つまり、都知事は都債を大量に増発する予算案を都議会が否決しそうなら専決処分をし、民間金融機関に消化を協力してもらえば、新規施策が実行できるということになる。ちなみに、小池都知事の専決処分はほどなく都議会で承認されている。

「財政再生団体」転落の可能性

このように考えると、都知事は何でも可能なように見える。だが、5~10年後に都債を償還するときに落とし穴が待ち受けている。都債といえども償還期限は5~10年。民間金融機関もそれより長い満期には付き合えない。償還期限が到来すると、完済しないまでも相当程度を返済するため、償還の財源が必要になる。その額が兆円単位となると、東京都は「財政再生団体」に転落するかもしれない。
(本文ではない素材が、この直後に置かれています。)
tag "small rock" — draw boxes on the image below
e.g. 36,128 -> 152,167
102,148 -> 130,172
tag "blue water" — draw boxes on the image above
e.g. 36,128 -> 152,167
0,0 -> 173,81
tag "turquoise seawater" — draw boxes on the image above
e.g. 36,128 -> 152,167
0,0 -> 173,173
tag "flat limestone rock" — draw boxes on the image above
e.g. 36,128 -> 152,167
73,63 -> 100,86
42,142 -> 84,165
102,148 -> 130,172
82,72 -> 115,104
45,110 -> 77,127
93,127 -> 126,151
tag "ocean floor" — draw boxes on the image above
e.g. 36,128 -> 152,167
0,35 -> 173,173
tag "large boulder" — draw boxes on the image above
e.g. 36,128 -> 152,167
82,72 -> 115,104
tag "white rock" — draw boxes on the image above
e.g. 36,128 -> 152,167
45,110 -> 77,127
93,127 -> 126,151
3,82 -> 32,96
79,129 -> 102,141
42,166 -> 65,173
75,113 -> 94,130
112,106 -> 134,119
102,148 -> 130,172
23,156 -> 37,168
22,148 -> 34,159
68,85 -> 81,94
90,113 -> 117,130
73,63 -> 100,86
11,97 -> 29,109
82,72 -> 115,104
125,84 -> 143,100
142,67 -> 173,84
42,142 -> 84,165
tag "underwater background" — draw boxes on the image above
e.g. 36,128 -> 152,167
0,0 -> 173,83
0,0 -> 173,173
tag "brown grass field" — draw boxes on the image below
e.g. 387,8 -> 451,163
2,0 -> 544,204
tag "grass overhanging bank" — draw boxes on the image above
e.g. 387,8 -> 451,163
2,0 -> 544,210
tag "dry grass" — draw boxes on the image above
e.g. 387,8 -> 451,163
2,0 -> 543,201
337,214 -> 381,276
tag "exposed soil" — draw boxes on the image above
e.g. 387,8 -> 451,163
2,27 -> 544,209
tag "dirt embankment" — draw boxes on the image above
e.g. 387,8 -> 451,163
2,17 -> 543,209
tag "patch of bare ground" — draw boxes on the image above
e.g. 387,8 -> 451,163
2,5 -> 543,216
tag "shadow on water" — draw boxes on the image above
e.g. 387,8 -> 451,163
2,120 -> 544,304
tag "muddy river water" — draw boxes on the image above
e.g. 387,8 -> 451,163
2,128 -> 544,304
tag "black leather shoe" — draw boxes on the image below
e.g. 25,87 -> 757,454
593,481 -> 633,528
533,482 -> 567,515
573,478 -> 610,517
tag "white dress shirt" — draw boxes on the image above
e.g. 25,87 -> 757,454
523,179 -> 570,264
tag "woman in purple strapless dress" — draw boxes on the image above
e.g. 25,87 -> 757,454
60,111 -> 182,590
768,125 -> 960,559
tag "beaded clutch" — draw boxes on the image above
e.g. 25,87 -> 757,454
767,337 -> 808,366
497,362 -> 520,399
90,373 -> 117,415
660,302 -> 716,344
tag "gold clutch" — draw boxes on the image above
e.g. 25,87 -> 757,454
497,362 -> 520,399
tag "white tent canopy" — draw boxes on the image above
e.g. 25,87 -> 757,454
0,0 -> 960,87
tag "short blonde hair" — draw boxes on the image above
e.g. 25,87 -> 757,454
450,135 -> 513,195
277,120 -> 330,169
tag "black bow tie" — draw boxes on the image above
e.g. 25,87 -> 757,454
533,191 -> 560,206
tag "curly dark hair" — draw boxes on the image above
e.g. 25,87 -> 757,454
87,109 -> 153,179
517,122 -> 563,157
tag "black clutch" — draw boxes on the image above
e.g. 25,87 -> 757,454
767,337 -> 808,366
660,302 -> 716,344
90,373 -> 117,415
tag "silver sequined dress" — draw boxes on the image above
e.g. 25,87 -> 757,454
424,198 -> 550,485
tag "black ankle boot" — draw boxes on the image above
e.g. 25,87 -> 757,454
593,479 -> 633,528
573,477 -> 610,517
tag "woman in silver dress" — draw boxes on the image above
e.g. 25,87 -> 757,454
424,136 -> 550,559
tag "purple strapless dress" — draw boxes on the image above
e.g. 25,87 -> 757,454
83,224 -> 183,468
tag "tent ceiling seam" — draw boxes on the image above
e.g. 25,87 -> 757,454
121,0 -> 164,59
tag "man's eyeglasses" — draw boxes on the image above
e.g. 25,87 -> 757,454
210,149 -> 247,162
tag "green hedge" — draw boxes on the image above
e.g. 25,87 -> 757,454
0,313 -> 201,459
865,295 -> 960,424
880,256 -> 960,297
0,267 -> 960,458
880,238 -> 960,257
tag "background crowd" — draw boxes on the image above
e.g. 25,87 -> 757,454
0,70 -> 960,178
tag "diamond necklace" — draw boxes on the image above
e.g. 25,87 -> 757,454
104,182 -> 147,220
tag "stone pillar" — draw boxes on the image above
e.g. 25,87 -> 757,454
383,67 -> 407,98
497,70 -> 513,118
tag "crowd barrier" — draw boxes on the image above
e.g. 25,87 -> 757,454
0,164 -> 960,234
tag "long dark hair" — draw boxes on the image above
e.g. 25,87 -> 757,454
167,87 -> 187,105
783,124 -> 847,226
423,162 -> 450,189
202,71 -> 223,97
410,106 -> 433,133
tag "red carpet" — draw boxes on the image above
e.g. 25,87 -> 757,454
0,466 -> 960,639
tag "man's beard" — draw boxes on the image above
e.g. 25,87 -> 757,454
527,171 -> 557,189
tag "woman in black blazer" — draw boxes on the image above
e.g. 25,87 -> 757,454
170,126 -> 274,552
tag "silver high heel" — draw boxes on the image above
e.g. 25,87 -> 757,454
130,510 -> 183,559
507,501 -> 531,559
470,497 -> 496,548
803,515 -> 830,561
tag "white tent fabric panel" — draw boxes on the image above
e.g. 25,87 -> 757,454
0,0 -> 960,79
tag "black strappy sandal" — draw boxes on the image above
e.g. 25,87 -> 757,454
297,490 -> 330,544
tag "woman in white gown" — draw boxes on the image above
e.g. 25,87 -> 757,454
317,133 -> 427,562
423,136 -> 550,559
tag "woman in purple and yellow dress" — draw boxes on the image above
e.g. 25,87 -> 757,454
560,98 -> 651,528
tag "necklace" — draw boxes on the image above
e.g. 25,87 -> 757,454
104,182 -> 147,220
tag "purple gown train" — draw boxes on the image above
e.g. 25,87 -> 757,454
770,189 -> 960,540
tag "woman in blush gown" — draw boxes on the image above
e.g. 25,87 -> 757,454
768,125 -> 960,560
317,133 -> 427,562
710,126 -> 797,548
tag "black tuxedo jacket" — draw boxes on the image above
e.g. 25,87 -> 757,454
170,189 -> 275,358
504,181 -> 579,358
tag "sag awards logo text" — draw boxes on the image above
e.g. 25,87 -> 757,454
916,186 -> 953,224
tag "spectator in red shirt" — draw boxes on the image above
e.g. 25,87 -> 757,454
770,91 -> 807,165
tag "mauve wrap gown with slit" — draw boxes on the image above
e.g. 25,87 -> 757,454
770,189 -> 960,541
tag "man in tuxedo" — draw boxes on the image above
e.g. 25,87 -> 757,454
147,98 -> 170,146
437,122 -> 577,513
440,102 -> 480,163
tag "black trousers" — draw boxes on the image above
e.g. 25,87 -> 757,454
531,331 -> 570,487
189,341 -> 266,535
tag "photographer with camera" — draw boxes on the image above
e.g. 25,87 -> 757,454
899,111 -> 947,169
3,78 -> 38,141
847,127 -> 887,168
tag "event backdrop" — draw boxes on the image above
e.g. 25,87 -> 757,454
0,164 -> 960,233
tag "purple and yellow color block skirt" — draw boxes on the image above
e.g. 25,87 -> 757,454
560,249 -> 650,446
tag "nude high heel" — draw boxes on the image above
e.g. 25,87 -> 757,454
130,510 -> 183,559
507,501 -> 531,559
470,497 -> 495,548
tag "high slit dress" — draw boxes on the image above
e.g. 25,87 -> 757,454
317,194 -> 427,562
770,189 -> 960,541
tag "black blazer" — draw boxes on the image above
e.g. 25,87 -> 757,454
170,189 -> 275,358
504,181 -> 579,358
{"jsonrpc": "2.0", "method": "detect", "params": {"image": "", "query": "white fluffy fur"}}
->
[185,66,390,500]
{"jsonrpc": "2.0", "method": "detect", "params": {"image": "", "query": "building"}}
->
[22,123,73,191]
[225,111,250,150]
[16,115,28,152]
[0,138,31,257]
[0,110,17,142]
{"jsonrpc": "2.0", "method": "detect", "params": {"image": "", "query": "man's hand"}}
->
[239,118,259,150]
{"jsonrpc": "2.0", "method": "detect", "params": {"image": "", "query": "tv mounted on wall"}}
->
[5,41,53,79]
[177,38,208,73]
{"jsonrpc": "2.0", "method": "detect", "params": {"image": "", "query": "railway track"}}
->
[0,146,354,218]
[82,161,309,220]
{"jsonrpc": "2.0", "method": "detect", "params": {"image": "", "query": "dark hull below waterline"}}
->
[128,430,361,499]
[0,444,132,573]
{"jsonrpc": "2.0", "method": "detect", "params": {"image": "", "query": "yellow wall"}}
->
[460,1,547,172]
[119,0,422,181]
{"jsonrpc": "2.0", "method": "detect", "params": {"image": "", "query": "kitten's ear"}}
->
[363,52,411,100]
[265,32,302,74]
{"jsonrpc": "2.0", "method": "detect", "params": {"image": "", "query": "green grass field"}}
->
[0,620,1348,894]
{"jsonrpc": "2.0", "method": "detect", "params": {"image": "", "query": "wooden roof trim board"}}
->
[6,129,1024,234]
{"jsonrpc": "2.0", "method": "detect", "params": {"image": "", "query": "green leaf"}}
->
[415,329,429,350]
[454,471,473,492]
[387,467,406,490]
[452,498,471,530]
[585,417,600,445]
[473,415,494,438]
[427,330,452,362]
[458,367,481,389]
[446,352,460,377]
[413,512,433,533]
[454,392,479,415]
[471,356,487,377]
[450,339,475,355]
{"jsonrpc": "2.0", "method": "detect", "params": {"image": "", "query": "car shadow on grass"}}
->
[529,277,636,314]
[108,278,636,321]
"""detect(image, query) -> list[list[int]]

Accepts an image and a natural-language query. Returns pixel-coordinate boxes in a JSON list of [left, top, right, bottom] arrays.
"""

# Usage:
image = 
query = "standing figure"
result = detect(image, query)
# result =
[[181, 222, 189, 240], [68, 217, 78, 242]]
東京都の一般会計は、2020年度当初予算で歳出総額が7.4兆円、税収が5.4兆円。地方財政健全化法に基づき、実質赤字比率が約8.5%を超えると、都道府県は財政再生団体、つまり北海道夕張市と同じ状態になる。

実質赤字額が約3000億円を超えると、東京都は財政再生団体に転落する。リーマンショックが起きた2008年度に5.3兆円あった税収が2009年度には4.3兆円へ、たった1年で1兆円も減るような東京都の税収構造である。兆円単位の借金返済を強いられる年に、税収減に直面すればひとたまりもない。

財政再生団体になれば、予算などについて国の指図を受けなければならず、独自の行政サービスはほぼ不可能になる。その前に、実質赤字比率が2.5%を超えると、都債は総務相の許可を受けなければ発行できなくなる。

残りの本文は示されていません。